Let us take a look at those five introductory sentences framing Darwin's evolutionary perspective on "Belief in God - Religion".
"There is no evidence that man was aboriginally endowed with the ennobling belief in the existence of an Omnipotent God. On the contrary there is ample evidence, derived not from hasty travellers, but from men who have long resided with savages, that numerous races have existed and still exist, who have no idea of one or more gods, and who have no words in their languages to express such an idea.”
In his opening sentences, Darwin is refuting the idea of an "Urmonotheismus", a primordial monotheism. Instead, he asserts that some "savage" traditions have no concept of higher deities (such as mono-, poly- or henotheism), thereby bringing up his central argument: That contemporary beliefs and religions evolved from very simple beginnings, too.
“The question is of course wholly distinct from that higher one, whether there exists a Creator and Ruler of the universe; and this has been answered in the af-firmative by the highest intellects that have ever lived.”

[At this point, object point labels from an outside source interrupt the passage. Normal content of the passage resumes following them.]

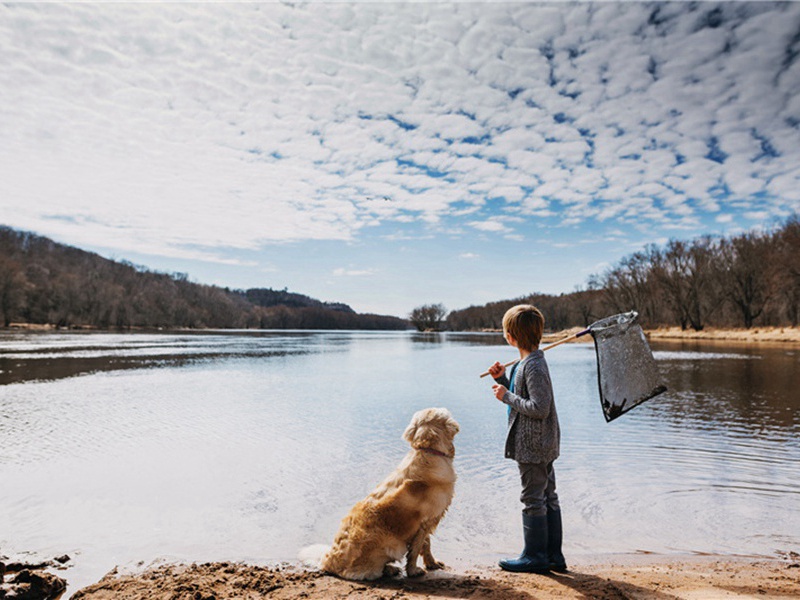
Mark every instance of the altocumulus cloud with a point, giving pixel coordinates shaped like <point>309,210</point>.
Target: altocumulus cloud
<point>191,130</point>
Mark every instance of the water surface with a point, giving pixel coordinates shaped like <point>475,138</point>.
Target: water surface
<point>116,448</point>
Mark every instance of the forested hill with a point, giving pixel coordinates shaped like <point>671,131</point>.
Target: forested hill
<point>746,280</point>
<point>44,282</point>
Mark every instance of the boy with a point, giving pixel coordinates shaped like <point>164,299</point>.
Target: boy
<point>533,441</point>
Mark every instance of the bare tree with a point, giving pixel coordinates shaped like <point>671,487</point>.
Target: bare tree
<point>747,274</point>
<point>685,272</point>
<point>429,317</point>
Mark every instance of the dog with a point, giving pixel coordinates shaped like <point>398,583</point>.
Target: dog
<point>397,519</point>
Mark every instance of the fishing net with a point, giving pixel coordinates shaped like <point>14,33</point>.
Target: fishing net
<point>626,370</point>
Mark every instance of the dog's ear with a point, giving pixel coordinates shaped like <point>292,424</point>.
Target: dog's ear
<point>452,427</point>
<point>411,430</point>
<point>421,430</point>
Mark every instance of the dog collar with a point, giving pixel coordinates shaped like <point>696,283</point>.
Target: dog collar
<point>434,451</point>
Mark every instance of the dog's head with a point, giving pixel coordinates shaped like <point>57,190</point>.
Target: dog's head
<point>432,428</point>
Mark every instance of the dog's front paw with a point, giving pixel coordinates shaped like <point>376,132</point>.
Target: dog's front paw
<point>391,571</point>
<point>415,571</point>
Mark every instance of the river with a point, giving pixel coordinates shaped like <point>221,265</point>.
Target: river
<point>124,447</point>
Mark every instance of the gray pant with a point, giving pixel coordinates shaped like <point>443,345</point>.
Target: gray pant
<point>538,488</point>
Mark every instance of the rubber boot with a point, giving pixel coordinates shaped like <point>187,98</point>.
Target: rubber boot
<point>554,536</point>
<point>534,556</point>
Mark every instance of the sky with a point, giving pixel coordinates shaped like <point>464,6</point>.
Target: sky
<point>390,155</point>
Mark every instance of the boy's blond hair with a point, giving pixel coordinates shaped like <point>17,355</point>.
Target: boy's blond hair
<point>525,323</point>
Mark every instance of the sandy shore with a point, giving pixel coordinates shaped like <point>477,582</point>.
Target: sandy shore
<point>634,577</point>
<point>782,335</point>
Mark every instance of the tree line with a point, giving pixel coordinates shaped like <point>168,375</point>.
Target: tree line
<point>738,281</point>
<point>44,282</point>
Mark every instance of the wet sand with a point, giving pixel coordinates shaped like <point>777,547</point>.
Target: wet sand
<point>789,335</point>
<point>634,577</point>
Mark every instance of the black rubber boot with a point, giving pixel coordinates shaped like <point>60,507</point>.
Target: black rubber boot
<point>554,536</point>
<point>534,556</point>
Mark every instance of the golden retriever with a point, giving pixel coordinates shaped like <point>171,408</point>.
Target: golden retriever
<point>398,518</point>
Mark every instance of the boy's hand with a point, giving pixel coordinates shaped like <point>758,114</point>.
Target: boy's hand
<point>499,391</point>
<point>497,370</point>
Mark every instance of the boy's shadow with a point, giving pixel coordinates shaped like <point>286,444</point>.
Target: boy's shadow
<point>511,586</point>
<point>594,587</point>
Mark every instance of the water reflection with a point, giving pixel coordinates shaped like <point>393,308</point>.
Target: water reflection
<point>250,445</point>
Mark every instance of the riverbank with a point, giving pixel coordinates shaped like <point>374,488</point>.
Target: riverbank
<point>635,577</point>
<point>781,335</point>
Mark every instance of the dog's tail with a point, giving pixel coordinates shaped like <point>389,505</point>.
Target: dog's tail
<point>311,556</point>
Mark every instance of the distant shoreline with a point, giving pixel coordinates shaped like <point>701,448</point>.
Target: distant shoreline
<point>781,335</point>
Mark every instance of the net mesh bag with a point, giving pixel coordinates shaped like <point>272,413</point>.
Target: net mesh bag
<point>627,373</point>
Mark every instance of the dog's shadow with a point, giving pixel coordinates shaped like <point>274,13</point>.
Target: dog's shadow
<point>517,586</point>
<point>446,584</point>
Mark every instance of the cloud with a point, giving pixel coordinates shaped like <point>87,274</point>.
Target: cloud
<point>342,272</point>
<point>196,130</point>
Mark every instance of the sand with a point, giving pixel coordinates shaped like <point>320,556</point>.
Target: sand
<point>782,335</point>
<point>635,577</point>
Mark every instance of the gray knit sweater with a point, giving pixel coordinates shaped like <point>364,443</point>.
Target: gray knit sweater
<point>533,432</point>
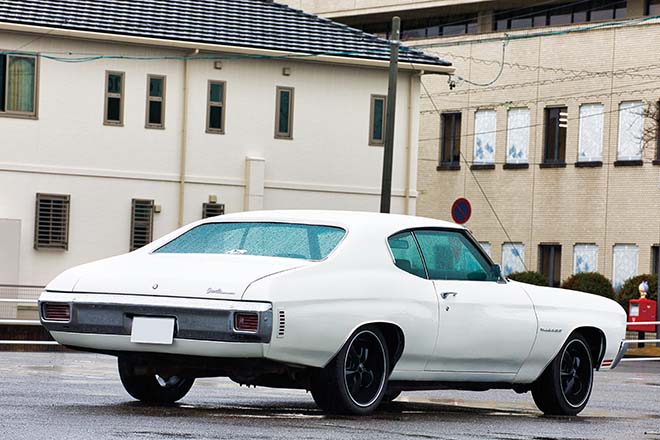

Proving his sound education in anglican theology (the only university degree Darwin mastered throughout his life), Darwin then explains that evolutionary (that is: empirical) studies of religiosity and religions neither proves nor disproves the existence of (a) God. Instead, these questions are to be discussed in the metaphysical realms of philosophies and theologies. Darwin is adding a curteous nod to (evolutionary) theists, many of whom - i.e. Alfred Russel Wallace - accompanied and supported his scientific mission.
“If, however, we include under the term "religion" the belief in unseen or spiritual agencies, the case is wholly different; for this belief seems to be almost universal with the less civilised races. Nor is it difficult to comprehend how it arose.”
If theistic religions evolved from earlier forms, we would need a broad and workable definition. Darwin is offering "the belief in unseen or spiritual agencies" - in contemporary words: supernatural agents (or, even more precisely: superempirical agents). Ancestors, spirits, angels are encompassed by this definition as are sentient mountains and trees, Buddhist bodhisatvas, Jain tirthankaras, Shintoist khami or even Raelian space aliens and, of course, any poly-, heno- or monotheistic deities.
It is an interesting coincidence that, although only a small number of contemporary colleagues are aware of Darwin's own works on the matter, contemporary definitions of supernatural (superempirical) agents became the most successful and prevalent working definitions in interdisciplinary studies of religion.
For that, I am assuming a single reason: Charles Darwin had been right on this topic.